1

I tried this on Regex101 but I couldn't figure this out. I have a definition file that contains many definitions (sample output below). I'm trying to find only definitions where the datatype is equal to 4 and the maxlength is 0.

I'm close but my regex will match too much.

Here is what I have:

/(datatype\s+: 4[\s\S]*?(maxlength\s+:\s0))/g

This does match the cases that I want but also will match the case where datatype is 4 but maxlength is not 0 until it finds the next occurrence of manxlength = 0.

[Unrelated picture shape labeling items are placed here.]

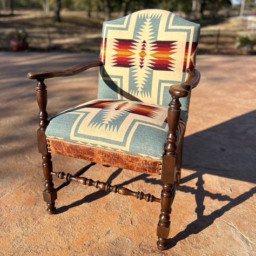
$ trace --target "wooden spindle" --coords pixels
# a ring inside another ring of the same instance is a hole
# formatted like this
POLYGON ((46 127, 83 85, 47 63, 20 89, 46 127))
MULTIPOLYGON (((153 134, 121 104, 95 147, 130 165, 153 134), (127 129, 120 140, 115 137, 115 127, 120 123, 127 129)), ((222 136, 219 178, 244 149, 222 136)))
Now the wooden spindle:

Sample data (sorry, it's long):

field {
   id             : 536870914
   name           : Set Field (Submit Mode)
   datatype       : 4
   fieldtype      : 1
   create-mode    : 2
   option         : 2
   timestamp      : 1489159658
   owner          : John Smith
   last-changed   : John Smith
   length-units   : 0
   maxlength      : 0
   clob-store-opt : 0
   menu-style     : 1
   qbe-match-op   : 1
   fulltext-optns : 0
   permission     : 12\1
}
field {
   id             : 536870915
   name           : Schema Name
   datatype       : 4
   fieldtype      : 1
   create-mode    : 2
   option         : 1
   timestamp      : 1165057260
   owner          : John Smith
   last-changed   : John Smith
   length-units   : 0
   maxlength      : 30
   clob-store-opt : 0
   menu-style     : 1
   qbe-match-op   : 1
   fulltext-optns : 0
   permission     : 12\1
}
field {
   id             : 536870916
   name           : Type
   datatype       : 4
   fieldtype      : 1
   create-mode    : 2
   option         : 1
   timestamp      : 1165057260
   owner          : John Smith
   last-changed   : John Smith
   length-units   : 0
   maxlength      : 30
   clob-store-opt : 0
   menu-style     : 2
   qbe-match-op   : 1
   fulltext-optns : 0
   permission     : 12\1
}
field {
   id             : 536870917
   name           : Set Field (Query Mode)
   datatype       : 4
   fieldtype      : 1
   create-mode    : 2
   option         : 2
   timestamp      : 1489159658
   owner          : John Smith
   last-changed   : John Smith
   length-units   : 0
   maxlength      : 0
   clob-store-opt : 0
   menu-style     : 1
   qbe-match-op   : 1
   fulltext-optns : 0
   permission     : 12\1
}

Also note that this is a very limited sample and there could be hundreds of these fields with different values.

John the Ripper
  • 2,389
  • 4
  • 35
  • 61

1 Answers1

1

You need to temper the [\s\S]*? with a negative lookahead so as to build a tempered greedy token:

/(datatype\s+: 4\b(?:(?!datatype\s+: \d)[\s\S])*?(maxlength\s+:\s0\b))/g
                   ^^^^^^^^^^^^^^^^^^^^^^^^^^^^^^

See the regex demo

The (?:(?!datatype\s+: \d)[\s\S])*? matches any char ([\s\S]), zero or more repetitions, as few as possible, that is not a starting point of the datatype\s+: \d (a datatype substring, \s+ - one or more whitespaces, :, a space and a digit (\d).

Community
  • 1
  • 1
Wiktor Stribiżew
  • 607,720
  • 39
  • 448
  • 563